Learn How to Test for Heteroscedasticity Using the Goldfeld-Quandt Test in R

Diagnosing Model Reliability: Heteroscedasticity and the Goldfeld-Quandt Test

One of the fundamental challenges in statistical modeling, particularly when using Ordinary Least Squares (OLS) regression, is ensuring the underlying assumptions are met. A critical assumption relates to the variance of the error terms, which must remain constant across all levels of the predictor variables. When this assumption is violated, the condition is known as heteroscedasticity (or non-constant variance), a state that severely compromises the validity of subsequent statistical inferences, including parameter estimates and hypothesis testing.
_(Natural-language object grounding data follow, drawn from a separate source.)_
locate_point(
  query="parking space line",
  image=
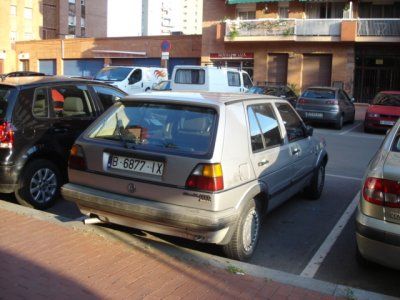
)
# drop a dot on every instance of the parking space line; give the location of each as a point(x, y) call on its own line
point(312, 267)
point(343, 177)
point(352, 128)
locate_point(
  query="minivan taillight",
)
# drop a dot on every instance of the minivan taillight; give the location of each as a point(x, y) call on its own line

To diagnose this potentially debilitating issue, statisticians rely on specialized diagnostic tools. The Goldfeld-Quandt test (GQT) stands out as a powerful and widely accepted method for formally testing the presence of non-constant variance within a linear regression model. This test is specifically designed to compare the variance of the residuals in different segments of the data, providing a formal statistical measure to determine if the dispersion of errors is indeed uniform across the entire range of observations.

Understanding and addressing heteroscedasticity is not merely an academic exercise; it is vital for ensuring the reliability of any predictive or explanatory model. If this variance inconsistency is left uncorrected, the coefficients derived from the model may still be unbiased, but their associated standard errors will be skewed and unreliable, leading to potentially incorrect conclusions about the significance of the independent variables. This tutorial provides a detailed, procedural walkthrough of how to execute the Goldfeld-Quandt test efficiently using the statistical programming environment R, allowing analysts to quickly validate the critical assumption of homoscedasticity.
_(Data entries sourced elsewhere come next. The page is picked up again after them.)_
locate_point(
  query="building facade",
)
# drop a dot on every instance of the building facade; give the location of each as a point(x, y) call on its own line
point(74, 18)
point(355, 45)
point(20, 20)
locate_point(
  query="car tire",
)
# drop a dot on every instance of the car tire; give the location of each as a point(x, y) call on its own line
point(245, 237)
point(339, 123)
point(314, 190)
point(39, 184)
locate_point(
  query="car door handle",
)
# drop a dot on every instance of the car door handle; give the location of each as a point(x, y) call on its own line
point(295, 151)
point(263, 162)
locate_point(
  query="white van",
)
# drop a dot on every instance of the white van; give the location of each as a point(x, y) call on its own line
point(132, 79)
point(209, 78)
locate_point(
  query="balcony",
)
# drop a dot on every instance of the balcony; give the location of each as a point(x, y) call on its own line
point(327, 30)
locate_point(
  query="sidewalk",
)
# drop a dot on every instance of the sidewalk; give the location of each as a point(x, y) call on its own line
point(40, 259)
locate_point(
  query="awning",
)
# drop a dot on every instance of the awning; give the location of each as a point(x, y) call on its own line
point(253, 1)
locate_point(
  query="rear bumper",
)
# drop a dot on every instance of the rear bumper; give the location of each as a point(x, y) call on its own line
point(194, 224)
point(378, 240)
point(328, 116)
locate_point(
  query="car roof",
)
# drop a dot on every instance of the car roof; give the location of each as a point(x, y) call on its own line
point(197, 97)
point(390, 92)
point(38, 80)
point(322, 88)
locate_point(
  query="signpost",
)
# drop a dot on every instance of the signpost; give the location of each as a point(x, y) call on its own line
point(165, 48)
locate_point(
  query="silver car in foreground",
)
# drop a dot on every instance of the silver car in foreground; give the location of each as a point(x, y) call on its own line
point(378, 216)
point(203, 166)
Preparation in R: Building the Regression Model

Before any diagnostic tests can be performed, a properly specified linear regression model must be established. For demonstration purposes, we will utilize the widely available mtcars dataset, which is conveniently built into R. This dataset contains observations detailing 32 different characteristics of various automobiles, making it an excellent candidate for initial statistical exploration.

Our objective is to model miles per gallon (mpg) as the dependent variable, predicted by engine displacement (disp) and gross horsepower (hp). This specific relationship allows us to analyze how internal engine characteristics influence fuel efficiency. We construct this model using the standard lm() function, which is the foundational tool for linear modeling in R. This function computes the Ordinary Least Squares estimates necessary for our analysis.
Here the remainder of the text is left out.